The numbers: impact of Generative Agents on document processing STP

So what does all this add up to?

We looked at automation rates for various projects across our customers during a fixed timeframe. The projects are a mix of difficulties: some are so hard they reach no more than 50% STP, while others are fairly straightforward and achieve up to 99.2% STP.

This gave us an aggregated STP rate before Generative Agents of 76.6%.

We then looked at the instances where the platform requested human validation. This enabled us to see where a Generative Agent would have been able to resolve the issue in question automatically without needing human support.

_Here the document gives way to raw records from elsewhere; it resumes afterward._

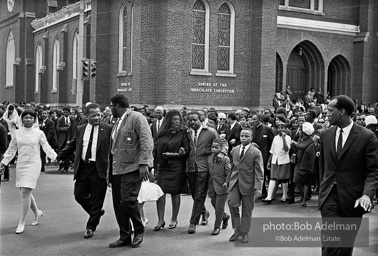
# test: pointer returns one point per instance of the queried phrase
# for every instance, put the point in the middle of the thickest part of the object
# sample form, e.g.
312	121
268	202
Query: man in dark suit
64	134
130	158
48	127
201	139
348	172
91	145
233	132
244	184
263	136
222	126
155	125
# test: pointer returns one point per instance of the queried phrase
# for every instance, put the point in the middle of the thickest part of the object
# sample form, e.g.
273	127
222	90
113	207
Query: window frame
205	70
75	55
55	66
122	32
230	72
287	7
38	67
10	60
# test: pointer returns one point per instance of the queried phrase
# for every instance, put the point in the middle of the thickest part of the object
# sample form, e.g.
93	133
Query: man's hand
143	170
364	202
2	168
257	193
181	150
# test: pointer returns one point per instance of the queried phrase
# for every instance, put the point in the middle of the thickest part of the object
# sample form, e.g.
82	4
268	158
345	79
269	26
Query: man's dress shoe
235	236
192	229
88	233
225	221
120	243
245	238
205	218
216	231
138	239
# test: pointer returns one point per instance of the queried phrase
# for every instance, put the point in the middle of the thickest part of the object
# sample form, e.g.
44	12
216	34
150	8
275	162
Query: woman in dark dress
305	161
170	152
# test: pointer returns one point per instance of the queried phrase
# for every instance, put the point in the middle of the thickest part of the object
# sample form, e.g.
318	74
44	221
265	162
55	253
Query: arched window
200	38
55	64
38	66
226	31
122	48
11	57
75	55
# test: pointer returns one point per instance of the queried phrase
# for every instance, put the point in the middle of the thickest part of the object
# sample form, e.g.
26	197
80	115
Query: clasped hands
167	155
365	203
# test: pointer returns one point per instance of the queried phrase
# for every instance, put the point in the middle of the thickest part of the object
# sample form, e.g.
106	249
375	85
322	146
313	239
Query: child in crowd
219	169
279	163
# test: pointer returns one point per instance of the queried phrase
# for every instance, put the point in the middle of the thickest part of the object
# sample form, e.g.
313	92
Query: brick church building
196	53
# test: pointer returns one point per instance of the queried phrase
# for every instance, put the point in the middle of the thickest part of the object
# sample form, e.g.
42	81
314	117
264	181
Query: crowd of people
234	157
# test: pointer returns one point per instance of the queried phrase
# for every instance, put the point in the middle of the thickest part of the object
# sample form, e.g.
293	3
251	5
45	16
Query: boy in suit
244	184
218	171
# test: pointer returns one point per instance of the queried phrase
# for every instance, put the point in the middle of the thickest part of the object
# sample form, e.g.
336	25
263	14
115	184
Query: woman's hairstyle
279	117
165	127
219	142
308	128
28	112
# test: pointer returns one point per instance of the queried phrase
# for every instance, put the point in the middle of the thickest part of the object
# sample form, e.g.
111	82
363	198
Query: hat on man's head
222	115
370	120
159	108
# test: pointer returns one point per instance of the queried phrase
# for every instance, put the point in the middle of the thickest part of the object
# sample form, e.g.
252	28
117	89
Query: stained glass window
38	66
123	39
11	57
199	35
224	37
55	64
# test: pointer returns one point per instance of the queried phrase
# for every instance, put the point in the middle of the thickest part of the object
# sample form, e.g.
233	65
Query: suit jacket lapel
352	136
80	139
333	143
99	136
246	152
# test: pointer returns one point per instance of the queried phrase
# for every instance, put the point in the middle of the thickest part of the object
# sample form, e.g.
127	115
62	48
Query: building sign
127	87
205	87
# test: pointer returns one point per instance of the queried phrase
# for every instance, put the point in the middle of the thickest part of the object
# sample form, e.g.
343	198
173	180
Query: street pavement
62	227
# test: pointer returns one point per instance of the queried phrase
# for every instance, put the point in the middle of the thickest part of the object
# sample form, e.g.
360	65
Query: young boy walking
219	168
244	184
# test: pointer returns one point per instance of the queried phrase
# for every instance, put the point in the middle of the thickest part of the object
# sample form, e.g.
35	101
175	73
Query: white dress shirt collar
246	147
346	131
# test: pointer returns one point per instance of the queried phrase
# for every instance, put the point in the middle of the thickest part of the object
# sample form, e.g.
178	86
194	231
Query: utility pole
80	82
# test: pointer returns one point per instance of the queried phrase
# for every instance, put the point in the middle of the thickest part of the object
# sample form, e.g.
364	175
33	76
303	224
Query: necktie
340	144
242	153
88	154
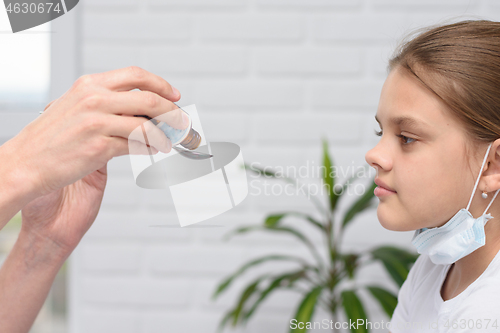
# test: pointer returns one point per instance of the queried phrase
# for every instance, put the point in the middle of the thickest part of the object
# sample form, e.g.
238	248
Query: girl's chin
391	223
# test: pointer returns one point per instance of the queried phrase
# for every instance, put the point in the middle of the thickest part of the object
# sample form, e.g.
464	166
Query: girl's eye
403	138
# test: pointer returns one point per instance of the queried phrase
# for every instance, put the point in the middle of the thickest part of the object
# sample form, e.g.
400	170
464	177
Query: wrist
41	252
15	180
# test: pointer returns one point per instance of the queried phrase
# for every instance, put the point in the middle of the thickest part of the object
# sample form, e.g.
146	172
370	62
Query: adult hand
63	154
82	130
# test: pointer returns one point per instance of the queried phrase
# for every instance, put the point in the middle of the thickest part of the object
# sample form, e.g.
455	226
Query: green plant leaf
359	205
387	300
306	308
227	282
276	283
225	320
354	310
350	263
395	261
244	297
275	219
329	176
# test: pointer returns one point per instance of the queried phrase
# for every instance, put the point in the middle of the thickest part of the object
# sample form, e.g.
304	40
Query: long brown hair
460	63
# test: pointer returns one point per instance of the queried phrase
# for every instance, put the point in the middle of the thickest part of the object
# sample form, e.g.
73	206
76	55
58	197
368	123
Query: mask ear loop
491	201
477	181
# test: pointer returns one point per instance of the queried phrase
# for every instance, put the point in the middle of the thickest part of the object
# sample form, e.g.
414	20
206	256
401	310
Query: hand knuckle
92	102
83	81
137	72
92	124
151	100
99	146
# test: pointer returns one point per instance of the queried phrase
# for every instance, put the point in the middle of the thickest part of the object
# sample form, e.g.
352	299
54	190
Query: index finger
133	77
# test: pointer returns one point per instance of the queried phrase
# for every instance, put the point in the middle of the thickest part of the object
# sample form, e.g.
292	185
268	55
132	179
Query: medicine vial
188	137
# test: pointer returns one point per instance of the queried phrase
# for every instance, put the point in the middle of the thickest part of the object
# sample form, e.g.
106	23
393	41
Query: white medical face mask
460	236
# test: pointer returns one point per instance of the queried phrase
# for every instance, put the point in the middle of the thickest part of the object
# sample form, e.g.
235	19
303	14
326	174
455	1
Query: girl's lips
380	191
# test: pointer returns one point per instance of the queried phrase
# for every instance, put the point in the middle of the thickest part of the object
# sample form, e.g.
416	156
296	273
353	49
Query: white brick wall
273	76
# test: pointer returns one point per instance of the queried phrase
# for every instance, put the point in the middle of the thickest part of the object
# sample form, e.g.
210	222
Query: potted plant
317	280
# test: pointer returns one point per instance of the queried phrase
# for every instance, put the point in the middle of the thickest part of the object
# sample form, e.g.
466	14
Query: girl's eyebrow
404	121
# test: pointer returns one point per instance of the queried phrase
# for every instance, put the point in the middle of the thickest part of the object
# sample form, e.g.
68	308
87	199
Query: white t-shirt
422	309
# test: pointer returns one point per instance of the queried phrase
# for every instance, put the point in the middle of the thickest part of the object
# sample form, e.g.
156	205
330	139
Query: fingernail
167	148
185	120
176	92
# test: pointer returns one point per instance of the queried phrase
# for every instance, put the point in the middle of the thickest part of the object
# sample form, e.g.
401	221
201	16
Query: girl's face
422	160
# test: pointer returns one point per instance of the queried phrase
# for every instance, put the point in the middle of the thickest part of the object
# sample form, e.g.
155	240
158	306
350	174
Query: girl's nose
377	158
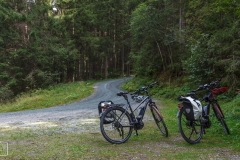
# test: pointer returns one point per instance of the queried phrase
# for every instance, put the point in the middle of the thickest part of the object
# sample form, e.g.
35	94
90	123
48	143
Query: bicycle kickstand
136	133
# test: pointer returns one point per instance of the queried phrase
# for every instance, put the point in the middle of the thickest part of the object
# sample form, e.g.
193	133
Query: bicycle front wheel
115	125
191	131
159	121
220	118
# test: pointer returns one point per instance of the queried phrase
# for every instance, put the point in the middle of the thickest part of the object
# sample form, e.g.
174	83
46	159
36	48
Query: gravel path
70	115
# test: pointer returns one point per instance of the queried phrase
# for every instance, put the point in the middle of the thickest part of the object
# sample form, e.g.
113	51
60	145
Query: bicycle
192	125
117	123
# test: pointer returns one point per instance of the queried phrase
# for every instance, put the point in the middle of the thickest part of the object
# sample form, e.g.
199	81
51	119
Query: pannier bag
102	106
193	108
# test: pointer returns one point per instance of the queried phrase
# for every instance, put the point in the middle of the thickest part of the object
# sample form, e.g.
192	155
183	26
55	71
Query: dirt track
67	116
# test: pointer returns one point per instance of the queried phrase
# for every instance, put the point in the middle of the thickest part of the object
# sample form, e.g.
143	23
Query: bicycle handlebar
208	86
143	89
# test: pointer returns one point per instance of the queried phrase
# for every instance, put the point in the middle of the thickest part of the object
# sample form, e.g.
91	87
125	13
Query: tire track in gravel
69	115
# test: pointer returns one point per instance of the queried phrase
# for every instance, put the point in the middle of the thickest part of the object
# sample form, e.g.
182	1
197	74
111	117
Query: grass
56	143
52	96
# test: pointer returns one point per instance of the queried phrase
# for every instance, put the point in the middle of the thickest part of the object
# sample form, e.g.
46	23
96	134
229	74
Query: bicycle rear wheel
220	118
159	121
191	131
118	128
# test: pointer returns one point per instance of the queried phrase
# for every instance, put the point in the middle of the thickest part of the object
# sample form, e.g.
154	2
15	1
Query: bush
5	94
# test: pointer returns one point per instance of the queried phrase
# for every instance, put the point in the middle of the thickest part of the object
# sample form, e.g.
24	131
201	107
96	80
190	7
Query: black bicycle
193	119
117	123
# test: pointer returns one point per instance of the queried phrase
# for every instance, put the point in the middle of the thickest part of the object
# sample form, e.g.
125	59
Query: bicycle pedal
139	117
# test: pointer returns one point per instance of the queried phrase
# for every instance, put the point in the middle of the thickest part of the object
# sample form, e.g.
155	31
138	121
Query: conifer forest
45	42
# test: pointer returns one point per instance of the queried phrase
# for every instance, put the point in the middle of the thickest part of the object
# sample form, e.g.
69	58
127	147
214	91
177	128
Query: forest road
69	115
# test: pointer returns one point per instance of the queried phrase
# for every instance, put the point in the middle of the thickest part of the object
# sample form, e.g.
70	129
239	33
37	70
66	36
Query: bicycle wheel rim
191	131
119	130
159	121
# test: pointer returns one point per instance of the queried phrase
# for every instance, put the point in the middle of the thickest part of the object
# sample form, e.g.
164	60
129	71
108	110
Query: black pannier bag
188	110
193	108
102	106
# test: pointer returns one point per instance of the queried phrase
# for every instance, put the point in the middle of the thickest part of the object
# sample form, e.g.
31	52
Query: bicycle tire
120	129
191	131
158	118
220	118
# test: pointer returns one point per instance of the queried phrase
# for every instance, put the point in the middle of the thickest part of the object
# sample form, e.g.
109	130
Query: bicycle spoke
119	130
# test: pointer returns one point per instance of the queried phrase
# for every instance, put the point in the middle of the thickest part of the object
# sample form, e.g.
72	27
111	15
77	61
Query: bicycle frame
146	100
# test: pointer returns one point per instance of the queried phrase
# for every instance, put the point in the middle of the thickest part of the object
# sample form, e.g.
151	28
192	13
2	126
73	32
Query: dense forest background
44	42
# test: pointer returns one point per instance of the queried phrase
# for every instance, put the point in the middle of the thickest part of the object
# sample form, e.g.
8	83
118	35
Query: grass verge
52	96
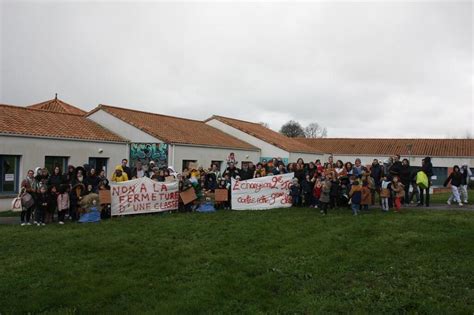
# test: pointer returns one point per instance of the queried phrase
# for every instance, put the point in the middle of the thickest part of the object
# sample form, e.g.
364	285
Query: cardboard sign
193	166
188	196
143	195
262	193
222	195
105	197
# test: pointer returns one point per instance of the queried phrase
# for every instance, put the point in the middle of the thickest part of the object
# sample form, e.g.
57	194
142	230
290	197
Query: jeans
355	208
26	214
463	192
385	204
324	207
296	200
455	194
62	214
422	194
39	214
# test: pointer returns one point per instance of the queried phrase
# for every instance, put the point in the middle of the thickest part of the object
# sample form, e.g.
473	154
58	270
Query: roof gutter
216	147
62	138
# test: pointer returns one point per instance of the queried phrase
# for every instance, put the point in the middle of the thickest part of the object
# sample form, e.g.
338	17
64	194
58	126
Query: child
231	159
324	198
42	205
317	193
52	205
295	192
63	203
356	196
307	190
399	190
366	195
456	180
385	193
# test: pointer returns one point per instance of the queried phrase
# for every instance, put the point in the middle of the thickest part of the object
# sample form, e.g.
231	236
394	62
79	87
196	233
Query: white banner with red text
262	193
143	195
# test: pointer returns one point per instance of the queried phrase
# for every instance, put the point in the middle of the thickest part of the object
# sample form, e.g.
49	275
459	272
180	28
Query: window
50	162
441	173
245	163
218	164
98	164
9	174
187	162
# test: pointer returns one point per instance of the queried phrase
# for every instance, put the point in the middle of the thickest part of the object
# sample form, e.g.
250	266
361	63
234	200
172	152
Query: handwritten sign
221	195
262	193
143	195
104	197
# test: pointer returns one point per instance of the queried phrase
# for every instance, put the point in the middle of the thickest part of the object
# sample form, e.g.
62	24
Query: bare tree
292	129
264	124
314	130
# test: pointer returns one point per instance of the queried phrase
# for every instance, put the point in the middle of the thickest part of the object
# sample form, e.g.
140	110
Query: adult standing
126	169
405	178
56	179
466	175
427	168
232	171
376	174
396	167
139	171
27	187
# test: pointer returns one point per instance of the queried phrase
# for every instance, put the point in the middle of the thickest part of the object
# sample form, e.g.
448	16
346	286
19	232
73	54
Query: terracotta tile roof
175	129
58	106
26	121
377	147
263	133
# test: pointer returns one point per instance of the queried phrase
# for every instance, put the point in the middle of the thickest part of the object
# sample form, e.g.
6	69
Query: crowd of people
320	184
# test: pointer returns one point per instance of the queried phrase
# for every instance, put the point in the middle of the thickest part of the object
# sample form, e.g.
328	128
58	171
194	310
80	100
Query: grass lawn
285	260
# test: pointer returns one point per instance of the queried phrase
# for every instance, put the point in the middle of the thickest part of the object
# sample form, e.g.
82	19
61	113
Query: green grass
279	261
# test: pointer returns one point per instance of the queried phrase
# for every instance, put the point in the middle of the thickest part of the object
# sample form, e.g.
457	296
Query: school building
33	137
57	133
271	143
170	140
444	153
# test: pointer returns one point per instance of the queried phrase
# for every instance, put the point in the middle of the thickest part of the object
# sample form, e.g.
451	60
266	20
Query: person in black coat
396	167
56	179
93	180
427	168
232	171
456	178
405	178
126	169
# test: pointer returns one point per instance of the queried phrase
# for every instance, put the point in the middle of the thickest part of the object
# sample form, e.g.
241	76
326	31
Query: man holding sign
143	195
262	193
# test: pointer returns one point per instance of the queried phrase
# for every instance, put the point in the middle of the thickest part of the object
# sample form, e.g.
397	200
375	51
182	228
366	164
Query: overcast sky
362	69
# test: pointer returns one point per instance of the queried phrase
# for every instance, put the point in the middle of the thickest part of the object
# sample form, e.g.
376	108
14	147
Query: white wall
32	152
307	157
122	128
414	160
266	149
205	155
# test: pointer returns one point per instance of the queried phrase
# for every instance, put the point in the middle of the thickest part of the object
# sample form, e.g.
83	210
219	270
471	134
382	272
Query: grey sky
391	69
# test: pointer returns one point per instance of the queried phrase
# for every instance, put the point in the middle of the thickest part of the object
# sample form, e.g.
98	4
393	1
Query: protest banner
221	195
262	193
143	195
104	197
188	196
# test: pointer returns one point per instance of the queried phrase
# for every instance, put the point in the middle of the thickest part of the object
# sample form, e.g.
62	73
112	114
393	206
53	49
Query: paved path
435	207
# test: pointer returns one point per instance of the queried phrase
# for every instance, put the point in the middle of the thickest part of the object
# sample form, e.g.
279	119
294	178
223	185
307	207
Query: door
98	164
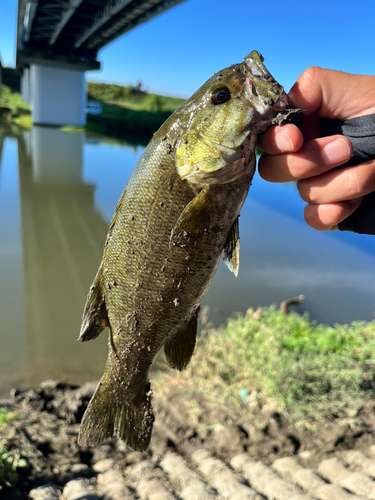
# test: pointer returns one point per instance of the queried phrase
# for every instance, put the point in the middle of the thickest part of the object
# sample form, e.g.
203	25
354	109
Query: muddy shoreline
49	424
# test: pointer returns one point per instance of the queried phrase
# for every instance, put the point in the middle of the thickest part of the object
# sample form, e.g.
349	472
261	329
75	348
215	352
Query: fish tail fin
95	316
107	416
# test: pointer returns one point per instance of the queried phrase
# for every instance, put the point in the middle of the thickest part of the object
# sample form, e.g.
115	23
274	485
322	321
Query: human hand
305	156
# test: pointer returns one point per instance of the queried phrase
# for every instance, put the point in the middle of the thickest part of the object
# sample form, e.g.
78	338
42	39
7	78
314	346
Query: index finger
277	140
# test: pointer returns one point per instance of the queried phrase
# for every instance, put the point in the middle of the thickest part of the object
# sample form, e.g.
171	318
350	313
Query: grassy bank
310	370
13	108
127	112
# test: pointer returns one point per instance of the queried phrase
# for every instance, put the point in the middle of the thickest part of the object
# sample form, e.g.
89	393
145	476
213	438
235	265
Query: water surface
57	195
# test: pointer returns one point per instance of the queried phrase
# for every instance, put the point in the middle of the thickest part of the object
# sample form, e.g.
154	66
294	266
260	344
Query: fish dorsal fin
195	218
231	251
179	349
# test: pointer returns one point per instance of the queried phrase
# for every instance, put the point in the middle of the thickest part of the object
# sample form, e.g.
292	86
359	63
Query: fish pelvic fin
231	252
107	416
95	316
179	349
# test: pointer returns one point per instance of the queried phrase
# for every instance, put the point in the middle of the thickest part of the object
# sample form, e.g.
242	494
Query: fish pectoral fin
231	251
109	415
95	316
179	349
195	219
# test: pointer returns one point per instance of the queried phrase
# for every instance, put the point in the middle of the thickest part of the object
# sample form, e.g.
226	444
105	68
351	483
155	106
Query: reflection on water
57	195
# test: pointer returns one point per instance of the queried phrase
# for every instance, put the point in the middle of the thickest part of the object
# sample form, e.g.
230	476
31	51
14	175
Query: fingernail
356	200
336	152
283	141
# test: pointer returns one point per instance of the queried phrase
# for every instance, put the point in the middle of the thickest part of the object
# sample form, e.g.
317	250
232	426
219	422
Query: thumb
334	94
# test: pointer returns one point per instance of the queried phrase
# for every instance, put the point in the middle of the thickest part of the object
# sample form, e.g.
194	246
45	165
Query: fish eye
220	95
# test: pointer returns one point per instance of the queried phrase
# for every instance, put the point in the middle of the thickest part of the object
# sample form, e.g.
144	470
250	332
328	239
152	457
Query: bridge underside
66	35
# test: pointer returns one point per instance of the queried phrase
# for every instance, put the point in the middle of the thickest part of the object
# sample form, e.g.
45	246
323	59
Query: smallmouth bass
177	215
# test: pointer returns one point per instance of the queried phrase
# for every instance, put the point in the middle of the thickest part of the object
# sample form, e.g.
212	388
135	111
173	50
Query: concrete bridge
58	40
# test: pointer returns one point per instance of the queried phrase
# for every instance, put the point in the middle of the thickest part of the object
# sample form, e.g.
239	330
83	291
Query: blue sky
176	52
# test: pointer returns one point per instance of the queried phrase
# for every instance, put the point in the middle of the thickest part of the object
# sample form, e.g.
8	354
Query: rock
79	489
112	486
46	492
104	465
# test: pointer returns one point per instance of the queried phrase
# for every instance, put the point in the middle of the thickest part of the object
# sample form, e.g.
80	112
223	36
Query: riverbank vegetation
126	112
311	371
13	108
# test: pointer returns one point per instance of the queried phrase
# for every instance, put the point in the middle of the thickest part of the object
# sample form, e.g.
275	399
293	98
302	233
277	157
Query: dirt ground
197	451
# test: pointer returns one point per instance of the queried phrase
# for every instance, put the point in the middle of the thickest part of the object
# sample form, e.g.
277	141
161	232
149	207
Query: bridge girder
56	30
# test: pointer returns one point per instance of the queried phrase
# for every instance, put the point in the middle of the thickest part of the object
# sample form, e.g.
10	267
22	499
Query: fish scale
177	216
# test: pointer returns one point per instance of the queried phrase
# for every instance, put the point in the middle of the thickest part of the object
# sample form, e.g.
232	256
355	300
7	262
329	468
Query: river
57	195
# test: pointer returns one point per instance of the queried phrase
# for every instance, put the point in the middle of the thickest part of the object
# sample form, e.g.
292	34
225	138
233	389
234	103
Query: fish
177	216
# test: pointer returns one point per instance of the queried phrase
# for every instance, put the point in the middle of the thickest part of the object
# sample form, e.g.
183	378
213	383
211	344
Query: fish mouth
266	94
261	86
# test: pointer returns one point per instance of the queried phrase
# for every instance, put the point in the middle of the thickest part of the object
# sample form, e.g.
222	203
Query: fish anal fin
179	349
95	316
195	220
108	415
231	251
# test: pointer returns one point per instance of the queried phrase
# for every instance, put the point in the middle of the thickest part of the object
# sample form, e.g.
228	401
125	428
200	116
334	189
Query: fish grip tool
361	133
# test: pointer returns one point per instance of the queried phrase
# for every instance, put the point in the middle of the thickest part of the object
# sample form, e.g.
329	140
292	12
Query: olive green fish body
177	215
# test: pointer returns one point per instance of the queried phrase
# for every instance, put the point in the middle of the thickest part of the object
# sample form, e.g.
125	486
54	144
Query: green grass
130	98
6	415
11	462
12	100
311	370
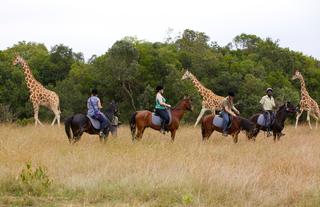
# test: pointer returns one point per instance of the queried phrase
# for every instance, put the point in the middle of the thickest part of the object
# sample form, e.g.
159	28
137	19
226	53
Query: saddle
95	123
156	120
218	121
265	119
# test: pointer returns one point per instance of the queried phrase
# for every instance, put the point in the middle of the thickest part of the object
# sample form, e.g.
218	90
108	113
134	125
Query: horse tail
67	127
133	125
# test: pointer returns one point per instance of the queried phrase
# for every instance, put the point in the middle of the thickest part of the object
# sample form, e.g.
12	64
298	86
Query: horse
142	119
278	123
80	123
237	124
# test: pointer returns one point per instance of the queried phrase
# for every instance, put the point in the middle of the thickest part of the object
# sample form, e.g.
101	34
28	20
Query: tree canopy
130	70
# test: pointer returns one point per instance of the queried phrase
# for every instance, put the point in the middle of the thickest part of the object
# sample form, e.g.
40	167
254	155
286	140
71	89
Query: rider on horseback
228	109
94	106
268	104
160	108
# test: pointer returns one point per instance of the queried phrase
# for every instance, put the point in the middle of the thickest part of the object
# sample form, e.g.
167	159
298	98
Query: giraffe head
186	75
18	60
296	75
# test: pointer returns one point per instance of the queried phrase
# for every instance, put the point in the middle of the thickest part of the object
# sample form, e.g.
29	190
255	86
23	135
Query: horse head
288	107
251	128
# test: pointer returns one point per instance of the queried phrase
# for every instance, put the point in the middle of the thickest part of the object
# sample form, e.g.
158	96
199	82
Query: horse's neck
281	117
178	112
110	113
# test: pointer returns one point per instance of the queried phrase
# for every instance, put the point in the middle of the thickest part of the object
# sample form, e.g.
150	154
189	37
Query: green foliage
130	70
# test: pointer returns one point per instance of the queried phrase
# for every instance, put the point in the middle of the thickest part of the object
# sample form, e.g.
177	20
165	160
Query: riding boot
101	134
162	129
269	132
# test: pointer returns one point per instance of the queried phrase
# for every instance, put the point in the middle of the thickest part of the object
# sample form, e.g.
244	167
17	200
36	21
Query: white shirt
267	103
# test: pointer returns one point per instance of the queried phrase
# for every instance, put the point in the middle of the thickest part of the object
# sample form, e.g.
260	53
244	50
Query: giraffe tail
67	127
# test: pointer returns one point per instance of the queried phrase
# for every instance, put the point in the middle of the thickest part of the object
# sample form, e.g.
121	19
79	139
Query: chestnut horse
238	124
142	119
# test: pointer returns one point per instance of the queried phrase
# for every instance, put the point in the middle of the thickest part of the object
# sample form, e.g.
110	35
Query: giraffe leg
316	118
200	116
297	118
56	117
36	114
308	119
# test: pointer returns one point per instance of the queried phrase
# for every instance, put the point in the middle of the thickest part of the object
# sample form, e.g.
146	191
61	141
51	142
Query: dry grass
156	172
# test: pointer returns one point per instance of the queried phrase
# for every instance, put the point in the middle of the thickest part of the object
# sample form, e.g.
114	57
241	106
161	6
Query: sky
92	27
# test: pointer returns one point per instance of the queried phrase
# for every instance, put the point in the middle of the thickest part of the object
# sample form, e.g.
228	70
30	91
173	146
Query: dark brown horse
238	124
280	117
77	124
142	119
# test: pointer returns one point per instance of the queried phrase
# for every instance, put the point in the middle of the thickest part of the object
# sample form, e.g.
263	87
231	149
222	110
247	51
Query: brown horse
238	124
142	119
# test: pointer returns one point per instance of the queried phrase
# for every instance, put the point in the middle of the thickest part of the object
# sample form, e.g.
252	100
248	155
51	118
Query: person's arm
235	110
99	104
262	100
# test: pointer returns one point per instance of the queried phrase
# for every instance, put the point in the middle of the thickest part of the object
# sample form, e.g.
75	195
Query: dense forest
130	70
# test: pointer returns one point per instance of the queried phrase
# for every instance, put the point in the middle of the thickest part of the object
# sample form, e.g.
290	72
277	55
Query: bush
34	181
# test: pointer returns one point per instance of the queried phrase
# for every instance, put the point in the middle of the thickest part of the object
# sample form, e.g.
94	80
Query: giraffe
306	102
39	95
210	101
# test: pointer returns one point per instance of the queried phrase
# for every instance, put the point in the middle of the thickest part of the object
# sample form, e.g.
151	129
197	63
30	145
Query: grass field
156	172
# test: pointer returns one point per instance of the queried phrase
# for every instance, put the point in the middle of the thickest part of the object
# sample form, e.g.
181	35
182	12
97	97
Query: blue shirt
92	105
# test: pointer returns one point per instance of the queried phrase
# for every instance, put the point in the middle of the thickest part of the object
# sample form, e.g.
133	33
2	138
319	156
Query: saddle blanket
218	122
95	123
262	121
156	120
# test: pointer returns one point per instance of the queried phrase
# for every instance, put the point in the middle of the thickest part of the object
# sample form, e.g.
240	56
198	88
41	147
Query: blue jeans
226	119
164	115
104	122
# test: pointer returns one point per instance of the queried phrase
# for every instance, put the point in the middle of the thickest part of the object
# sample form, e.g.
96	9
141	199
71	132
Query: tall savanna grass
157	172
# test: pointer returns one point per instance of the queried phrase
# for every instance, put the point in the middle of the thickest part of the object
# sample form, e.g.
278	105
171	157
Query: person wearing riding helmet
94	106
160	108
268	105
228	109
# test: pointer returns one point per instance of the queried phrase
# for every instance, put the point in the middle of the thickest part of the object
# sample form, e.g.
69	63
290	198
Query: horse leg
235	137
297	118
139	133
173	134
200	115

For example, a Generative Agent is capable of making holistic decisions. The agent understands the total context of the document, instead of viewing validation and aggregation rules field-by-field. A good example of this is determining whether a date should be interpreted in US format (month, day, year) or European format (day, month, year). The agent can use the rest of the document as context to decide that, rather than viewing only the date field in isolation. It is therefore less likely to get it wrong and need a human to check the result manually.

Another example is taking an action – for instance, some documents or emails require an action like looking up reference data in an external system, adding new data to systems, or sending an email request for more information. Generative Agents can do these things themselves.

Adding those back into the automation rate gave a potential STP rate of 88.1%. That equates to a 50.6% reduction in human validation – which is time that can be spent on more value-adding tasks!

Preparing for Generative Agents

Generative Agents will significantly enhance STP rates, bringing you one step closer to full data automation. There is still work to be done before the potential of generative AI and Generative Agents is realised in this space. The important thing in the meantime is to ensure that you’re harnessing an Adaptive IDP platform that includes the features and functionality necessary to make full use of generative AI as it develops.